Standing Tall, 2022

“We decided that what we could do was to let the trees and the space know they were not alone … in community, communicate to them how deeply they are loved, and to be with them through their impending violation. Action in this sacred sense transcends human politics, bypasses it.”

With composite photography and video, Jennifer Leach — Director of Outrider Anthems, and supported by eco-scenographer Andrea Carr, Outrider Anthems Associate — documents and witnesses creative community resistance to the corporate felling of 112 trees and the sacrifice of a city’s green lung for more concrete.

‘They say that in time we will forget. We will become accustomed to the new environment. No. We learn to endure. We do not forget.’ An Outrider Anthems community intervention on Reading Golf Course, where 112 numbered trees, and countless smaller others, are to be felled to make way for a profit-motivated housing estate. We gently bound each doomed tree with a tie of white muslin, thus making visible what the developers and Reading Borough Council wish to keep invisible: a mutual community of powerful trees and all their interconnected ecosystems, earmarked for destruction. Our human community, having had our record number of planning protests ignored, stand in solidarity with the trees.

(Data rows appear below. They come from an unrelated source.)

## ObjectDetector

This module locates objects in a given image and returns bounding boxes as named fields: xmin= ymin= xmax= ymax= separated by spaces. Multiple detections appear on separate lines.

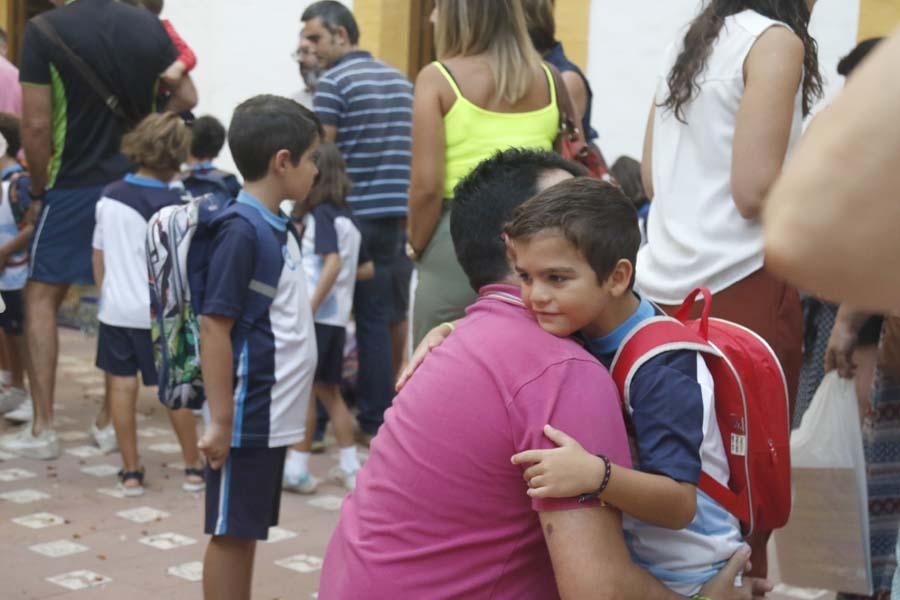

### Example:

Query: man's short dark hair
xmin=504 ymin=177 xmax=641 ymax=283
xmin=191 ymin=115 xmax=225 ymax=159
xmin=450 ymin=148 xmax=586 ymax=291
xmin=300 ymin=0 xmax=359 ymax=46
xmin=0 ymin=113 xmax=22 ymax=158
xmin=228 ymin=94 xmax=324 ymax=181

Jennifer LeachJennifer Leach is a poet, writer, performer and storyteller whose wild work, forged in the fantastical reaches of deep imagination, brings to life new stories for our strange times.

 

This intervention began with a community desperately trying to safeguard its health, three times resisting a merciless building on one of urban Reading’s few green lungs. It was once agricultural land, then a golf course — until the golfing members handed it over to developers for a princely and undisclosed sum. In almost every way it is an inappropriate development, and yet on the third time of presenting it to Reading Borough Council, and with barely an alteration to the previous two applications, it was suddenly supported and passed. The community had objected with a borough-wide record number of objections, and our distress at the Council meeting was in itself distressing.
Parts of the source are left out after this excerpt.